On Thu, Aug 22, 2013 at 7:57 AM, Martin Morgan <mtmorgan@fhcrc.org> wrote:

> On 08/21/2013 01:46 PM, Cook, Malcolm wrote:
>
>> Well, there are many ways to skin this kind of cat (apologies to the
>> internet).
>>
>> Indeed, there are many cats that are slight variations on this cat.
>>
>> re: "since I'm looking for regulatory elements I am not interested in
>> this type of associations anyhow"
>>
>> I think that you should probably be handling this else-how.  If what you
>> mean is that there should be some minimal distance between your cgs and
>> your genes, then, you should probably explicitly make this a requirement,
>> and not add it as an afterthought when faced with the possibilities.
>>
>> That said, if you are wed to the exact to the exact results you
>> specified, and you want explicitly to exclude overlaps with your cgs, I
>> think you will find that you will want to compose something along these
>> lines:
>>
>>
>> 1)      use precede and follow each twice to generate your two candidate
>> neighbors
>>
>
> Not sure if this is what Malcolm meant, or if I'm being a little
> simplistic, but maybe with
>
>     subj = GRanges("A", IRanges(seq(10, 50, 10), width=1), "+")
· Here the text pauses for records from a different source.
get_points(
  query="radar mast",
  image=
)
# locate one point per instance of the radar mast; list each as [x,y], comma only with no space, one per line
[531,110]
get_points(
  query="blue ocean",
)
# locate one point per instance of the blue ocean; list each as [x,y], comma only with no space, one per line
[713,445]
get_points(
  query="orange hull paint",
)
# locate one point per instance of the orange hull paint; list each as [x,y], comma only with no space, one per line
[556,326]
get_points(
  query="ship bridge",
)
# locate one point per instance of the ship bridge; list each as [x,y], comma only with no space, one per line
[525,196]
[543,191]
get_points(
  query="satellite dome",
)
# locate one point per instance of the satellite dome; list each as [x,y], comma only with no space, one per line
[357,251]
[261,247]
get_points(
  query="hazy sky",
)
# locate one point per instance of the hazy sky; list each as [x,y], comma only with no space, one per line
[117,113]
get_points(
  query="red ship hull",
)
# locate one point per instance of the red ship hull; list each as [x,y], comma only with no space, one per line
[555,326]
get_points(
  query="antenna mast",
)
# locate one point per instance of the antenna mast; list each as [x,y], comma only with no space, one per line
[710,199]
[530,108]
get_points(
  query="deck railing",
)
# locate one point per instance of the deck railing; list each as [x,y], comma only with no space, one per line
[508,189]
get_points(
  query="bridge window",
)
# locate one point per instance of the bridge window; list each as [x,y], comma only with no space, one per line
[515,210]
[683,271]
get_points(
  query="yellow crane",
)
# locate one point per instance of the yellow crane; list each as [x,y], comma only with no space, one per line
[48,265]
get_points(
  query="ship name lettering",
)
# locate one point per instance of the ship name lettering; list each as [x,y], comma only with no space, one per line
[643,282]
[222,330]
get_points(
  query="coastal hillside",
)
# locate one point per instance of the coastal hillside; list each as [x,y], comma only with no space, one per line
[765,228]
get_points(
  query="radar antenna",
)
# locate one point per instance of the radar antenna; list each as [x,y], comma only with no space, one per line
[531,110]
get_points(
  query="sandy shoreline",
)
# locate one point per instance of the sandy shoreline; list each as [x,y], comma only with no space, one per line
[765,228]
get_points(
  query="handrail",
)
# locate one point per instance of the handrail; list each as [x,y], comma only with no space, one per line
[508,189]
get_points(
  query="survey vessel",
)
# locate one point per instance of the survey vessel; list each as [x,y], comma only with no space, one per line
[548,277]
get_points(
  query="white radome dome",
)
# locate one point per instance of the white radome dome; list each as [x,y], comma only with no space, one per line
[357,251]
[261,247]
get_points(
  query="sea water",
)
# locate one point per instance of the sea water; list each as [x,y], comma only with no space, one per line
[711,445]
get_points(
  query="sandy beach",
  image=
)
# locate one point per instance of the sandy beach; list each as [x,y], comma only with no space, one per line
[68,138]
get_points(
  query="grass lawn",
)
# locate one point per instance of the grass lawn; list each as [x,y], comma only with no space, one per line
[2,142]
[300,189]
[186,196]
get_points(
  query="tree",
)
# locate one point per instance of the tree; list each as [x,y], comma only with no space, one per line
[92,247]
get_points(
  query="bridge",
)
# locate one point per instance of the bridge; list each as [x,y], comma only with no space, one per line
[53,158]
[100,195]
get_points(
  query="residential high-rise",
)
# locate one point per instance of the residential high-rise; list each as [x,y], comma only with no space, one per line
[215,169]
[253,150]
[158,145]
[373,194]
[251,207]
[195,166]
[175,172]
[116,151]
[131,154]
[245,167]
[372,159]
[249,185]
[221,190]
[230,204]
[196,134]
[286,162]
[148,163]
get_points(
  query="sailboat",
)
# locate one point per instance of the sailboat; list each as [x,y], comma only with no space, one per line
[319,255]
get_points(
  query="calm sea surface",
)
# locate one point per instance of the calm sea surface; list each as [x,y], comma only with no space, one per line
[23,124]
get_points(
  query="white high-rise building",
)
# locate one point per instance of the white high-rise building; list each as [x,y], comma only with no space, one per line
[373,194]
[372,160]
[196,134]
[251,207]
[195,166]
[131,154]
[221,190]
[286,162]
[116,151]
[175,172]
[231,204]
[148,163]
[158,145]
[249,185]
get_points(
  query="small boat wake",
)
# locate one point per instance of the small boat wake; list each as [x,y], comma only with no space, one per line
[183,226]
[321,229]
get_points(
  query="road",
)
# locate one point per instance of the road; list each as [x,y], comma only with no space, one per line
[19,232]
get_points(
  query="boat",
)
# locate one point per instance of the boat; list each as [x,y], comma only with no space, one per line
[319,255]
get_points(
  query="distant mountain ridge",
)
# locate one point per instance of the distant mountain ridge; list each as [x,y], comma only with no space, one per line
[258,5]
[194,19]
>     query = GRanges("A", IRanges(seq(31, 51, 10), width=1), "+")
>
> The first range that query follows is
>
>     f1 = follow(query, subj)
>
> and the second  is
>
>     f2 = follow(subj[f1], subj)
>
> giving the indexes into subj as
>
>     > f1
>     [1] 3 4 5
>     > f2
>     [1] 2 3 4
>
> I guess there are problems when there is no following range (so need to
> check for NA's before doing the second follow?
>
> Another strategy might simply
>
>     sort(subj)
>
> and then f2 = f1 - 1 (except when seqnames(subj)[f1] !=
> seqnames(subj)[f2]). Probably strand will confusing things!
>
> Martin
>
>
>> 2)      use the range or these candidates and search using findOverlaps
>> within them to see if there are others that were skipped
>>
>> Cheers,
>>
>> Malcolm
>>
>> From: d r [mailto:dolevrahat@gmail.com]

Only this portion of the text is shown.